The trial of three members of the feminist punk group Pussy Riot began in Moscow this week. They are charged with “hooliganism motivated by religious hatred” after performing a protest song at the altar of one of Moscow’s major Orthodox cathedrals in February.
Initially the band were allowed to go free—but the authorities changed their minds in March, arresting and charging the three. They face a possible seven years in jail.
The rest of the group has gone into hiding. Those arrested, two of whom have young children, have been detained and refused any contact with friends or family.
It’s clear that the decision to do this came from the top. The Patriarch of the Russian Orthodox Church has strongly condemned the band and called for harsh punishments.
Their protest came as the government was cracking down on the opposition movement that had exploded onto the streets in December last year after Russia’s parliamentary elections.
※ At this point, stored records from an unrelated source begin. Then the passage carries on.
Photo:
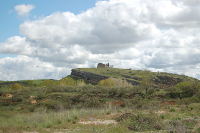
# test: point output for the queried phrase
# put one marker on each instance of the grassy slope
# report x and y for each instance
(118, 73)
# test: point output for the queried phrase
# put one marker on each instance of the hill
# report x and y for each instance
(158, 79)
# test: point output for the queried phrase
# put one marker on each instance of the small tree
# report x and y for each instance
(66, 82)
(47, 83)
(146, 80)
(16, 86)
(106, 82)
(30, 83)
(187, 88)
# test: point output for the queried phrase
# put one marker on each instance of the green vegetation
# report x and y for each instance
(113, 105)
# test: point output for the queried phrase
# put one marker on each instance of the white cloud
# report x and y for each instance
(156, 35)
(23, 10)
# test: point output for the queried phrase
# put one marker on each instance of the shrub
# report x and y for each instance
(187, 88)
(67, 82)
(150, 91)
(106, 82)
(47, 83)
(144, 122)
(30, 83)
(16, 86)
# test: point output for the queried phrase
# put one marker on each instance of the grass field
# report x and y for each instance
(69, 106)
Pussy Riot was formed in September 2011 after Vladimir Putin announced he would be running for president for a third term.
They staged impromptu musical protests wearing neon coloured dresses and balaclavas to conceal their identities. This did not elicit any reaction from the authorities—until the cathedral protest.
Many Russians have been shocked by the harsh treatment the band has received. Opinion polls show a clear majority oppose the trial.
Pussy Riot are the most visible symbol of Putin’s crackdown. On 6 May, the day before Putin’s inauguration, police attacked a massive anti-Putin demonstration in Moscow, beating hundreds and arresting dozens.
Since then the government has constructed a case against 14 of the arrested. It plans to stage a show trial to intimidate activists and put a stop to the protests.
While the government has been using the police and the law to crack down on dissent, the Russian Orthodox Church has been providing Putin with ideological support.
Since the end of the Soviet Union it has become increasingly powerful and close to the government, effectively becoming a state church in a country that is supposed to be secular.
The church has repeatedly exhorted its followers to support the government and condemned protesters as anti-Russian. The government for its part is keen to cultivate support for the church as part of its wider attempts to promote conservative, xenophobic nationalism.
The outcome of both trials is likely to have been already decided by the government, as the courts make little pretence at being independent. But this approach is likely to backfire.
The government is not strong enough to launch a decisive crackdown—and repressive measures like this are likely to only increase opposition and anger.
Rather than being intimidated, Russian protesters will look on the victims of these show trials as martyrs. They will take to heart the words on one of the Pussy Riot defendant’s T-shirts in court this week: no pasaran!